Maybe, but it wouldn't be nice like with Windows 2000 mount points (https://en.wikipedia.org/wiki/NTFS_volume_mount_point) as I'm pretty certain that 9x doesn't support the modern Windows kind of thing where you can go into Disk Management, remove a drive letter, then mount the drive elsewhere, unless there was an obscure tool you could get from elsewhere for that.
I think you could do it this way:
First, prevent Windows 9x from mounting the DOS partition by hiding it when Windows is running. Re: DOS 6.22 and Windows 98SE on one machine covers some options which other users on here have posted.
Then, in Windows 9x, use some kind of application to access the DOS partition.

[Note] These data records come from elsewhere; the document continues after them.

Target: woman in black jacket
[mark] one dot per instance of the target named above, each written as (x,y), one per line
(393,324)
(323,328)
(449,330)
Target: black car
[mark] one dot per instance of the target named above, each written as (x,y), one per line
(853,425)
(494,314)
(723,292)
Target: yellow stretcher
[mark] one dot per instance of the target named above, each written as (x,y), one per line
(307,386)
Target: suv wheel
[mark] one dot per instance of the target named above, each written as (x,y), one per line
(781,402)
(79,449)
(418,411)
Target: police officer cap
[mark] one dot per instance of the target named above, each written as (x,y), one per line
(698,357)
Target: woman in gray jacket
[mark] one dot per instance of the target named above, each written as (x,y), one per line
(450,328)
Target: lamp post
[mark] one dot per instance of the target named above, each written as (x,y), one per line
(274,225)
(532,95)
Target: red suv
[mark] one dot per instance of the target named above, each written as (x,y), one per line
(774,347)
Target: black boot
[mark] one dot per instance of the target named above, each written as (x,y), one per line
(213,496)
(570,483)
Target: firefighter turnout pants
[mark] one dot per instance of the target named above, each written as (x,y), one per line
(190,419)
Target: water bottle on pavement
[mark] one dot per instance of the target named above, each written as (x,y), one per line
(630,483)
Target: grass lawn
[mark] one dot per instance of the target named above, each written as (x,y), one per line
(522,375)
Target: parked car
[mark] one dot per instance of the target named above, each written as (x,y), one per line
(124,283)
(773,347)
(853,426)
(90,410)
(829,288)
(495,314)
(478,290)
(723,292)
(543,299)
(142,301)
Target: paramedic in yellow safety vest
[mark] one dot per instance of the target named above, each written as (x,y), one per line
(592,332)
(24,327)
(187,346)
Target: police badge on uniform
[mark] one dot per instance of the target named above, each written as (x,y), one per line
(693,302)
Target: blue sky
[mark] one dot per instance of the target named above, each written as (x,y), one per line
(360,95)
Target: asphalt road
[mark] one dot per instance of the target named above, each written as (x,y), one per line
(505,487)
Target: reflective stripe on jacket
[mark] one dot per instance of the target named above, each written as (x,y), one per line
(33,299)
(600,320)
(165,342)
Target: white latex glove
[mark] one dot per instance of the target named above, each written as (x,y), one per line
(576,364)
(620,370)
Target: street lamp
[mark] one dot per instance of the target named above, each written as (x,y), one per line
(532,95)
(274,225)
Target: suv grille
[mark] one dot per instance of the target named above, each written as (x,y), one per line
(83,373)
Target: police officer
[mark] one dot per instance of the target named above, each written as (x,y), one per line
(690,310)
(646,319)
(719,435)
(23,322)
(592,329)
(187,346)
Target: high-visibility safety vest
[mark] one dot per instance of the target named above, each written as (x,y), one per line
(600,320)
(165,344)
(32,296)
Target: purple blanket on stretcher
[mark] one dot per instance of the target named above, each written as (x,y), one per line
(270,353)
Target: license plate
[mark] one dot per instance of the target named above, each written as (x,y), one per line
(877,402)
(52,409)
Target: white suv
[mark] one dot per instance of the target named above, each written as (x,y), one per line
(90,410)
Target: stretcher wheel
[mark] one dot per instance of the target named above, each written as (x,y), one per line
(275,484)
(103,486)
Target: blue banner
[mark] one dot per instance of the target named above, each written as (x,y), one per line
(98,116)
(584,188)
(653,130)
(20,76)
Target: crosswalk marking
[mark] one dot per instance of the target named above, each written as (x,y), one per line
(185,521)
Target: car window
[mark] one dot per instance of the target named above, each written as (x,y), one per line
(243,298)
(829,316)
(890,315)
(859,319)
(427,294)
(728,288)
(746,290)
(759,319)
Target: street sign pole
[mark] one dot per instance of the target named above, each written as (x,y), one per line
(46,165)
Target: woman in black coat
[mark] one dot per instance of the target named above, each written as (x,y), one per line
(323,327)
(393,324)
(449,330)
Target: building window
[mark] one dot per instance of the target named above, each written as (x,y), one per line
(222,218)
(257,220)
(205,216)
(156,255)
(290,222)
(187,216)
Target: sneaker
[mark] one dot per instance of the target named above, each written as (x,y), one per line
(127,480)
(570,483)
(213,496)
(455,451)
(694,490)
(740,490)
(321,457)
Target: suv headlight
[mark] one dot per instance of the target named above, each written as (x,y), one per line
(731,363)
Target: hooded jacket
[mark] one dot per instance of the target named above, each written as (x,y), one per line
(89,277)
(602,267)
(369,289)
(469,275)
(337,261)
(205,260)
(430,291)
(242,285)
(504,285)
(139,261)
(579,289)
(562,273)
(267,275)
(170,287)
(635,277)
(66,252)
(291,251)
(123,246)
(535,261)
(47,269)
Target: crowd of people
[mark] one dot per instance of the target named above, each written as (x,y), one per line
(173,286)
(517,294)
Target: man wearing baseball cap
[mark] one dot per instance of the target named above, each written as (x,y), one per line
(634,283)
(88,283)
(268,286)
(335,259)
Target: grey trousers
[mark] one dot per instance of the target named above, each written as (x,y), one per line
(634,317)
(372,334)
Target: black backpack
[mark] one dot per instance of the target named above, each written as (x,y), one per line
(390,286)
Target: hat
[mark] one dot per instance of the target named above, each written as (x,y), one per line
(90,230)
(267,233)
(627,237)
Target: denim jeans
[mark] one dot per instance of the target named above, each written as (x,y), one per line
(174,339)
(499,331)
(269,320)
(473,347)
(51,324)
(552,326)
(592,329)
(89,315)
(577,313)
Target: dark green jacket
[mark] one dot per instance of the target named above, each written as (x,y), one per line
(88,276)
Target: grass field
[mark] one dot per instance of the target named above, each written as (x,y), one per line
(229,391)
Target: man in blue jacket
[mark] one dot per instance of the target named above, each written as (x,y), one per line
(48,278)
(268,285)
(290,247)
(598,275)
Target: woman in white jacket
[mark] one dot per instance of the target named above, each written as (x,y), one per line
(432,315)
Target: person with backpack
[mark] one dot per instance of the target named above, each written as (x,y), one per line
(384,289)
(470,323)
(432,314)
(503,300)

It's possible that someone has made a Windows Explorer extension/addon which can make the partition show up in Explorer even though it doesn't have a drive letter, but I doubt it - it would be a lot of work and not something that many people would use.

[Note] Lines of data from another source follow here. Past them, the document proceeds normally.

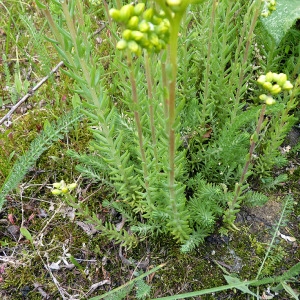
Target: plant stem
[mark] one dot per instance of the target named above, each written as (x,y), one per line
(175,25)
(247,164)
(244,61)
(137,119)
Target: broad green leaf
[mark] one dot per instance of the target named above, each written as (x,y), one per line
(282,19)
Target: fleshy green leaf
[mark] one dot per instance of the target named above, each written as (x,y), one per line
(282,19)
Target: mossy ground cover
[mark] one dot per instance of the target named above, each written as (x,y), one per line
(68,256)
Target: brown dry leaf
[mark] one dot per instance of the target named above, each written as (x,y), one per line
(89,229)
(287,237)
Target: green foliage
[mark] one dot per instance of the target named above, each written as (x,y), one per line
(179,162)
(51,133)
(282,19)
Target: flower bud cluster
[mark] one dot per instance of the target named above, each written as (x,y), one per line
(269,7)
(63,188)
(274,83)
(175,5)
(144,29)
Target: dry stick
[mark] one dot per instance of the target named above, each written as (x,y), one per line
(30,93)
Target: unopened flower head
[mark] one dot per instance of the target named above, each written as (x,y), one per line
(144,28)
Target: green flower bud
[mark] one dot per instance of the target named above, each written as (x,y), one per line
(133,46)
(156,20)
(138,9)
(133,22)
(137,35)
(148,14)
(71,186)
(269,101)
(126,34)
(57,185)
(64,190)
(265,14)
(276,89)
(263,97)
(275,77)
(144,26)
(267,85)
(153,38)
(282,78)
(269,77)
(126,12)
(261,79)
(287,86)
(144,42)
(174,2)
(161,29)
(161,13)
(115,14)
(56,192)
(121,45)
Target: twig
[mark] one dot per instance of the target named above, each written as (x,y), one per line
(30,92)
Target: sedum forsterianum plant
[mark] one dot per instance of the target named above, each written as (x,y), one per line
(175,147)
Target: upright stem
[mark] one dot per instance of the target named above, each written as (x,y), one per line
(151,109)
(207,71)
(244,61)
(247,164)
(175,25)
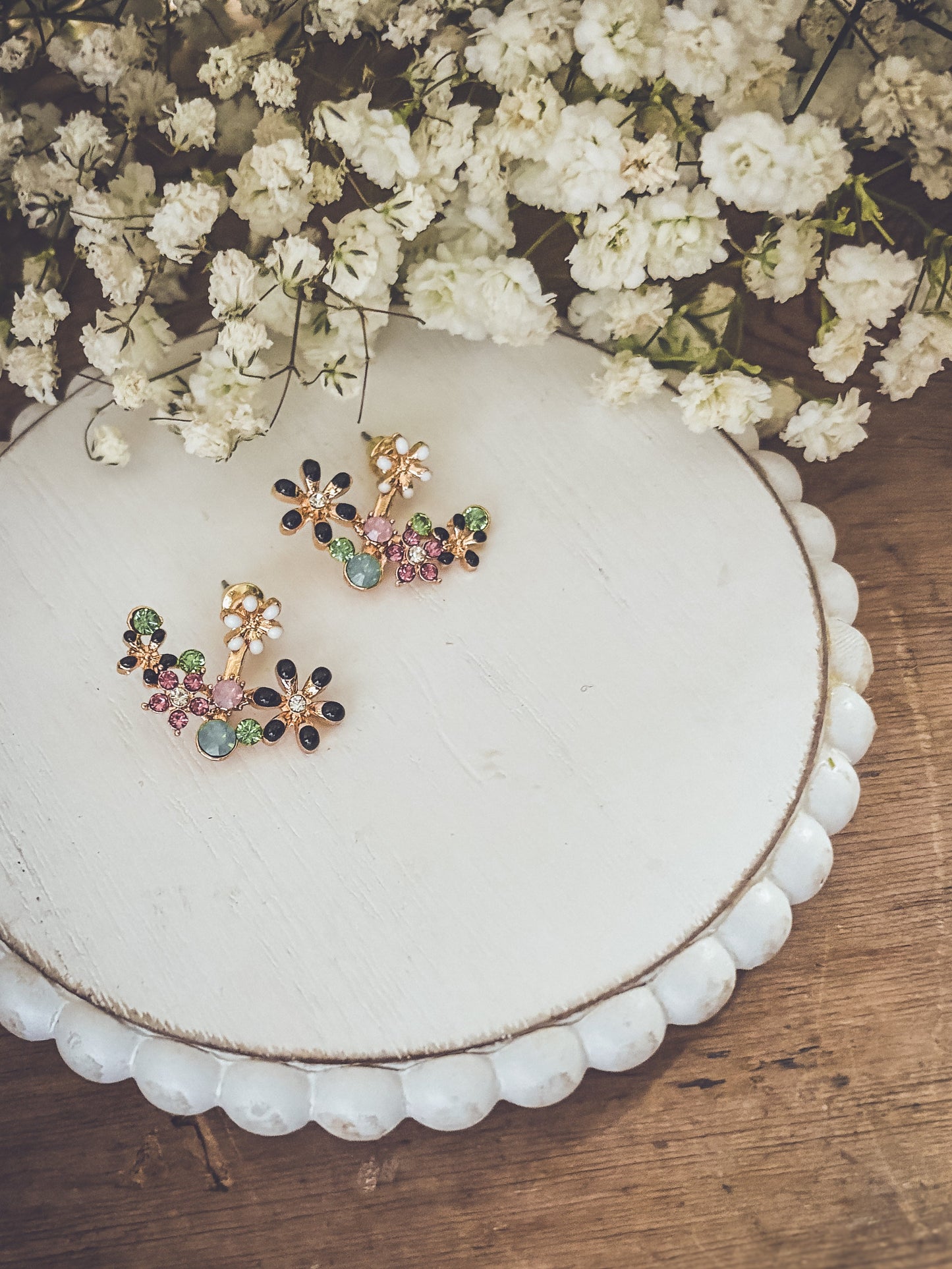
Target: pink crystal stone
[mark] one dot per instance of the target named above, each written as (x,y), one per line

I'm pretty sure that I got mtools (command line tool for accessing FAT filesystems) and https://mtoolsfm.sourceforge.net/ (GUI which uses mtools) running under some version of Windows XP so that I could graphically browse disk images. Perhaps they can be convinced to talk directly to a partition, and made to work on Windows 9x. perhaps they can be convinced to talk directly to a partition. I think I had to compile MToolsFM myself on Cygwin, and I compiled it using Win32 GTK libraries so I didn't need an X server to run it. It looks like I have that stuff in an old broken Cygwin install from 20 years ago, I can't seem to run it now.
Maybe there are nicer tools for accessing FAT filesystems from Windows 9x now, but there weren't back then because most people who were using Windows just had their FAT filesystems on their disks, which were mounted, and most people who had images of FAT filesystems were using Linux I guess!
This is all painful stuff though. Why do you want to not have it mounted, is it because you want Windows 9x to be/stay as C:?